Here, everything is understated: There are four main characters who are driven to be more than human, and each one is a microcosm of one segment of Russian society: there is an overachieving Noble-prize level scientist; his frigid Stepford wife; her brother who is a Russian version of Ryan Secrest; and a neo-Nazi type of leader of an organized crime syndicate. This last one is all evil, whereas the others are complicated by their personalities, which range between good and non-good.
They journey to a distant site in the middle of a vast empty landscape-- a circle that seems to be a mile in diameter, in which the center functions as a kind of funnel for all of the energy gathered from the sun and stars. There is a rumor that all of the people in the area have eternal youth, and these four are intrigued enough to spend any amount to find out for themselves.
Into the mix is thrown a woman who may just be the Russian Secrest's perfect counterpart, and the five of them "adopt" one woman who appears to be in her 20's, yet is 30 years older. Now the six characters experience what it means to have complete and utter youth and happiness.
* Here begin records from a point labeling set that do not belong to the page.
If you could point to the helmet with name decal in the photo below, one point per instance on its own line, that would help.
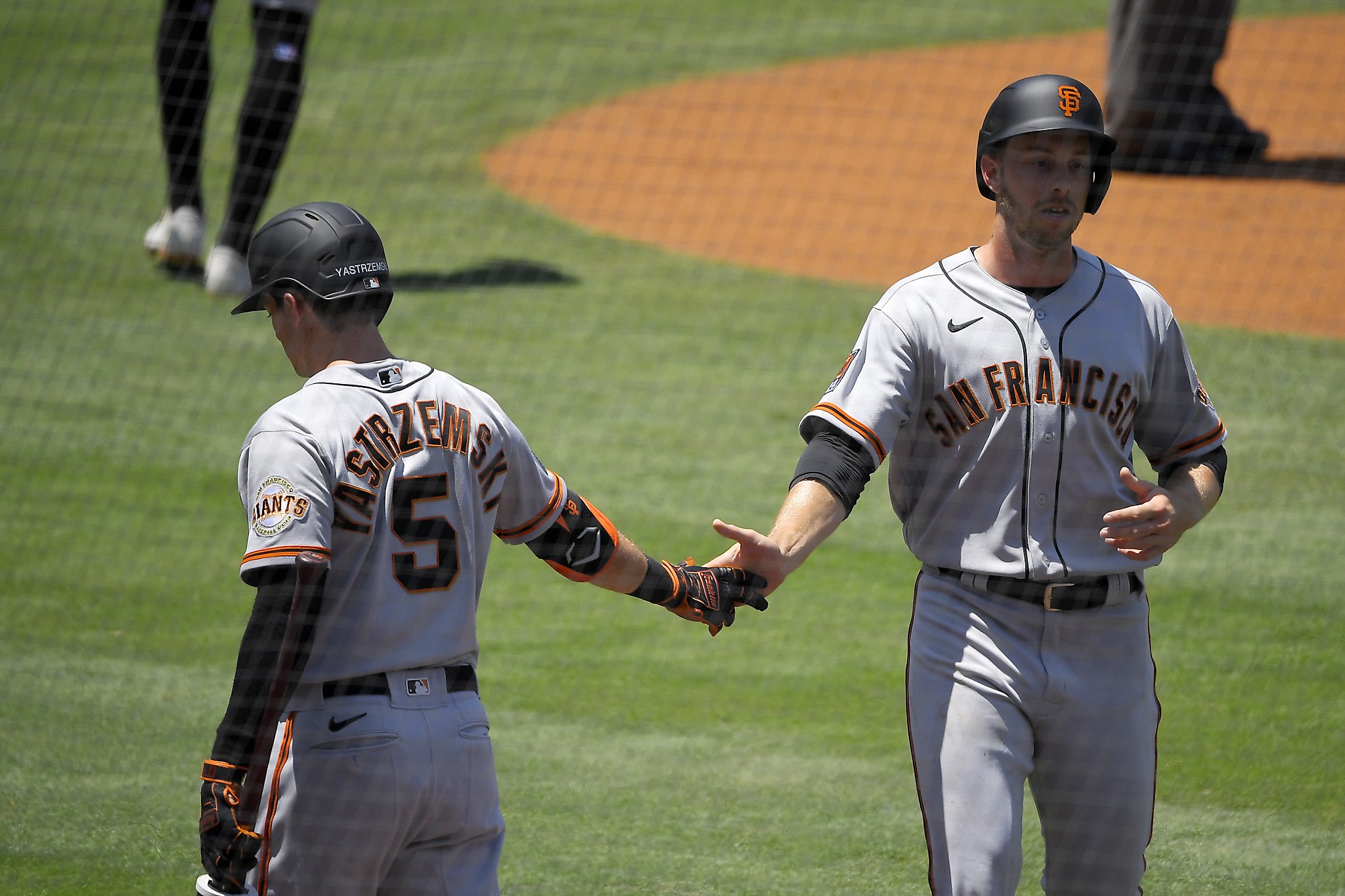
(327, 249)
(1048, 102)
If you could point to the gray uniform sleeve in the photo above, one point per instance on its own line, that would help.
(530, 496)
(871, 396)
(284, 484)
(1179, 421)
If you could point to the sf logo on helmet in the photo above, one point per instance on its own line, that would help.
(1070, 100)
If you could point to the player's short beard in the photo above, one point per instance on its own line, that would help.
(1025, 228)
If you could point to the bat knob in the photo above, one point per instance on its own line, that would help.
(206, 887)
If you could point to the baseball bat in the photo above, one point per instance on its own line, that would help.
(310, 567)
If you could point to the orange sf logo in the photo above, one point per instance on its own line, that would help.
(1070, 100)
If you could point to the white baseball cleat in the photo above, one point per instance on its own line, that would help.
(227, 273)
(206, 887)
(174, 241)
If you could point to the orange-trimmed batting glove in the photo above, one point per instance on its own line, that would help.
(228, 847)
(701, 594)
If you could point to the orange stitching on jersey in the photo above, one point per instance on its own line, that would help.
(537, 521)
(871, 437)
(1187, 448)
(284, 551)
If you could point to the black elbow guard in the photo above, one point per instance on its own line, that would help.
(580, 543)
(1216, 461)
(838, 463)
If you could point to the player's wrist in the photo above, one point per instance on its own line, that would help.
(223, 773)
(659, 584)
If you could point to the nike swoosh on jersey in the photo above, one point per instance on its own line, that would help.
(337, 726)
(954, 328)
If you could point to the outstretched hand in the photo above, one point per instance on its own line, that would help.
(752, 551)
(1149, 527)
(712, 597)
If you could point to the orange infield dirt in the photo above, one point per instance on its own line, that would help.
(861, 168)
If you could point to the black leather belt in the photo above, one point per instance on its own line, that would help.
(1083, 594)
(458, 677)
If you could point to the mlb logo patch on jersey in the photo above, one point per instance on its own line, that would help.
(844, 368)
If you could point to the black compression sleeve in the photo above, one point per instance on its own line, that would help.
(256, 668)
(838, 463)
(1216, 461)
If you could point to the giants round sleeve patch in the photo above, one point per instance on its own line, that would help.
(277, 505)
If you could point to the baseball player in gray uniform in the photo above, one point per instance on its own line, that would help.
(382, 779)
(1009, 385)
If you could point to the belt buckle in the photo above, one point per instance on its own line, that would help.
(1046, 599)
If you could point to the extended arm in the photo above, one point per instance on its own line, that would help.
(827, 482)
(584, 545)
(1162, 513)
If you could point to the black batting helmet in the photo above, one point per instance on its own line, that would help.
(1048, 102)
(328, 249)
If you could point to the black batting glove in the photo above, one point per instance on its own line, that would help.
(701, 594)
(228, 847)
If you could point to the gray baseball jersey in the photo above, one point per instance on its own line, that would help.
(1007, 419)
(400, 473)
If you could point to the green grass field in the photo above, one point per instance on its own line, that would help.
(635, 754)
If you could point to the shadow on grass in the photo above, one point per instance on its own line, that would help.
(498, 272)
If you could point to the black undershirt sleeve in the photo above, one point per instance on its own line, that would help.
(256, 667)
(838, 463)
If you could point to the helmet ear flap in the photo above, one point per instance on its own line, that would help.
(1102, 182)
(1049, 102)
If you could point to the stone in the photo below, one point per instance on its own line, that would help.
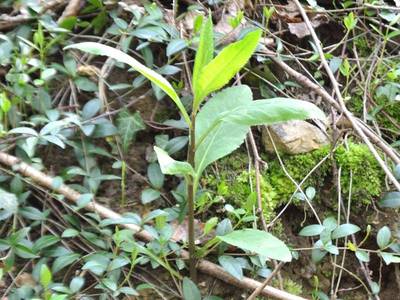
(294, 137)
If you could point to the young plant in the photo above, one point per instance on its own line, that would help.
(219, 126)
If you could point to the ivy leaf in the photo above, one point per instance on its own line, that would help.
(259, 242)
(128, 125)
(345, 230)
(311, 230)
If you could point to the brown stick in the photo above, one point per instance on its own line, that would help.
(339, 96)
(265, 283)
(203, 265)
(304, 81)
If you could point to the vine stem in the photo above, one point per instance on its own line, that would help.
(191, 197)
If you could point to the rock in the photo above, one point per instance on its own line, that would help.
(294, 137)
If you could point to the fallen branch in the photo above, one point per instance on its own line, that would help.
(306, 82)
(342, 105)
(203, 265)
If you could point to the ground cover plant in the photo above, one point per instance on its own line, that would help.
(192, 150)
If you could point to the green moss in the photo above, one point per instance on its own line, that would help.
(236, 184)
(289, 286)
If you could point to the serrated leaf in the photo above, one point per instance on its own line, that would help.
(275, 110)
(345, 230)
(225, 65)
(204, 54)
(99, 49)
(259, 242)
(214, 139)
(128, 125)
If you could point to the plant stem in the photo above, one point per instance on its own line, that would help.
(191, 196)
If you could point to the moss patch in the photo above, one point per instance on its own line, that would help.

As you might imagine, it comes with horrifying pitfalls.
There are so many themes in the film that it would be hard to summarize them all, but suffice it to say that the film plays with the idea of a sliding scale of good and evil existing in all people and all things.
And there is yet another important theme, which is that old age, with its wisdom, is way more preferable than the limitations of a life of childish wanton behavior.